RX-Late 09-20-2003 11:34 AM


Originally posted by zoom44
well you've got the carpetbaggers reference down correctly, but the one that boggles my mind is this "pants" thing from morgan:


please,someone, explain that?

off topic: has anyone spotted lensman since the other day, when he quit us? i do wish he would come back.

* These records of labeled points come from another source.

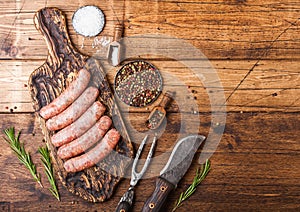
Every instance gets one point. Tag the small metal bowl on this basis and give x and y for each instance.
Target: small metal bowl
(138, 83)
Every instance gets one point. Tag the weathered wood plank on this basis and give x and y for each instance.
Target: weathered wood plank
(272, 85)
(254, 167)
(220, 29)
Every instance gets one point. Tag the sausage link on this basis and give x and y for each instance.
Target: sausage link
(74, 111)
(85, 141)
(80, 126)
(68, 96)
(92, 157)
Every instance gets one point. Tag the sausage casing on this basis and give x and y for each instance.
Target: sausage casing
(67, 97)
(96, 154)
(74, 111)
(85, 141)
(80, 126)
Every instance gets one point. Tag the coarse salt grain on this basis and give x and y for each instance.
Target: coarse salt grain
(88, 21)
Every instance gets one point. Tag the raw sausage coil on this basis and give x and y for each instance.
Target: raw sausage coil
(93, 156)
(80, 126)
(67, 97)
(85, 141)
(74, 111)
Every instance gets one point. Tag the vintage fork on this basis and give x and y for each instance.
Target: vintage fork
(126, 201)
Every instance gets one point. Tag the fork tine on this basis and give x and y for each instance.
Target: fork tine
(137, 156)
(136, 176)
(149, 156)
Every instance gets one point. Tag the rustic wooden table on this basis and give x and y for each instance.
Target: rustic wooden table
(254, 46)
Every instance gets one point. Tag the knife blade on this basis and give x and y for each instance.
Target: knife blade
(177, 165)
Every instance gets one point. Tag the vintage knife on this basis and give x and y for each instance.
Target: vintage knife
(177, 165)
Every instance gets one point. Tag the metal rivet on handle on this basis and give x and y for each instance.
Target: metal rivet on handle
(151, 205)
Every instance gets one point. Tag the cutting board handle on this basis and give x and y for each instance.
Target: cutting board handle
(51, 23)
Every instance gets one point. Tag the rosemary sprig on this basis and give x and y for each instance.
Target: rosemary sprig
(49, 171)
(20, 151)
(199, 177)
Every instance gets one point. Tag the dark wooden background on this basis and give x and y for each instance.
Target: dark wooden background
(254, 47)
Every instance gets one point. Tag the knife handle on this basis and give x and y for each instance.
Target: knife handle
(123, 207)
(126, 201)
(159, 195)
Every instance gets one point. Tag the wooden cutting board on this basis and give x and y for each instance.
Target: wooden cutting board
(95, 184)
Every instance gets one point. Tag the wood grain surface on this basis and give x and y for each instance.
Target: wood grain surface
(253, 46)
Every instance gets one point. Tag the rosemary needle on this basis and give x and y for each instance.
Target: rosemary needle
(49, 171)
(23, 156)
(199, 177)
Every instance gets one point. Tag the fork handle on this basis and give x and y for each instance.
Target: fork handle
(123, 207)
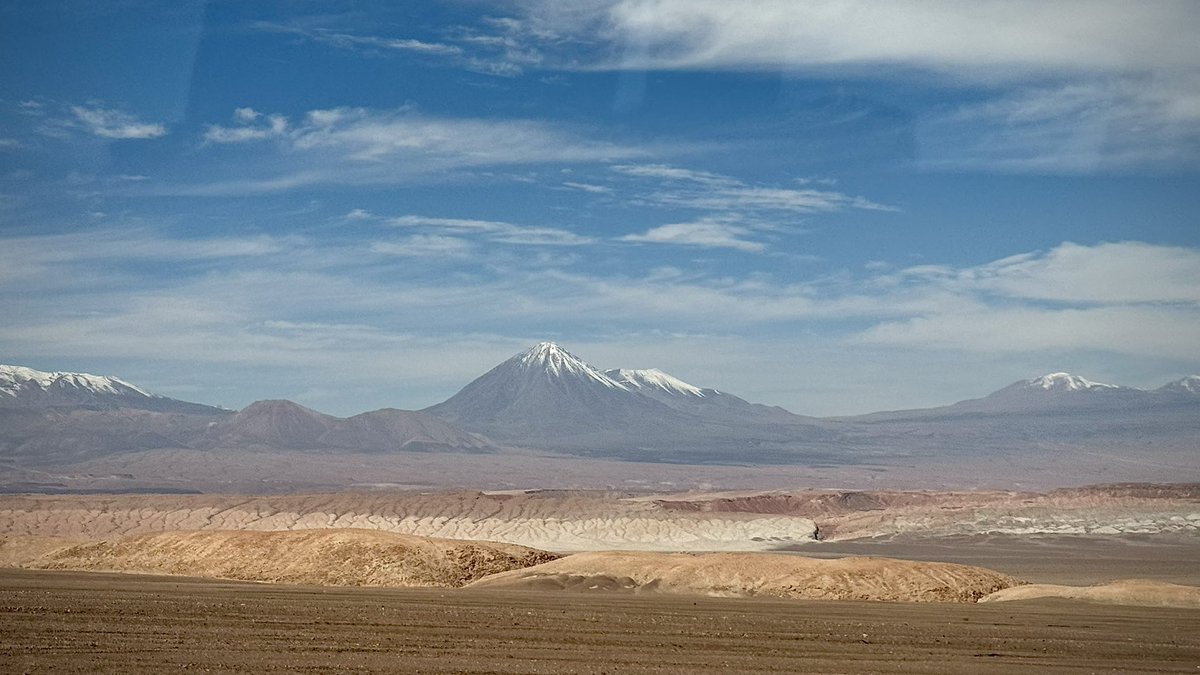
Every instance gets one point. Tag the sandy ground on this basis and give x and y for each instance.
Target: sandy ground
(1129, 591)
(322, 557)
(83, 622)
(558, 521)
(1045, 559)
(756, 575)
(599, 520)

The headline in last Saturday's Guardian read: "French dictionary says pants to the past". It was about the new edition of the Oxford-Hachette French dictionary, which includes for the first time French equivalents for many popular English language terms, such as visible panty line (translated rather sniffily as "marque disgracieuse de la culotte" or "unbecoming mark of the knickers", this last word being the common British English term for them). However, that word pants from the headline is one that the dictionary doesn't attempt to translate. As it happens, Americans have been queuing up to ask me about it, since it appears in television shows imported from Britain (and was used in the catchphrase for the recent BBC Television charity telethon: "Say pants to poverty!").
It has been an all-purpose term of disapproval among young people in the UK during the middle to late nineties. It first turned up in print in 1994, in pieces that indicate it was popularised by DJs on the BBC's radio pop channel, Radio 1, most probably by Simon Mayo, though the finger is often pointed at Zoë Ball. By a year or so later, it was very much in vogue among teenagers. In the way of such things, by the time older people picked it up and started using it, it was already a bit passé; its recent very public exposure has almost certainly put paid to its popularity among its younger users.
But there's evidence that the word in this sense is somewhat older, and that it comes from student slang. Graham Diamond, of the Oxford English Dictionary, tells me that he came across it at university about two years earlier, and actually used it in slogans on posters advertising bands around January 1993.
Pants in British usage are not trousers, of course, but underpants, principally male. These intimate nether garments have long been a source of innocent merriment among pubescent youth, and this was just another example, in the tradition of the earlier exclamation knickers!, indicating contempt or exasperation. It appears in phrases like "it's a pile of pants!" (Simon Mayo's catchphrase) and "it's pants!" or "it's absolute pants", meaning that it's a total load of rubbish. Later, we began to hear it from older people as in "My tomato crop was pants last year". In phrases like "say pants to ..." it's an injunction to wave goodbye to something considered outmoded, unwanted or unnecessary.
Britain seems to have cornered the market in undergarment-related slang words in the nineties, having popularised chuddies (as in "kiss my chuddies"). This was a catchphrase in the comedy show on BBC television, Goodness Gracious Me!, based on the experiences of immigrants from the Indian subcontinent, whose dialogue is in a curious mixed language sometimes called Hinglish. Yes, the Hindi word for underpants is indeed chuddies.


Taken from:
http://www.quinion.com/words/topicalwords/tw-pan4.htm

zoom44 09-20-2003 11:51 AM

thank you! i had no idea i would get such comprehensive instruction. excellent. so to see if i have it right:

this thread has gone pants!

how's that? ;)

RX-Late 09-20-2003 11:53 AM


Originally posted by zoom44
thank you! i had no idea i would get such comprehensive instruction. excellent. so to see if i have it right:

this thread has gone pants!

how's that? ;)

Yeah - it's now a complete pile of pants!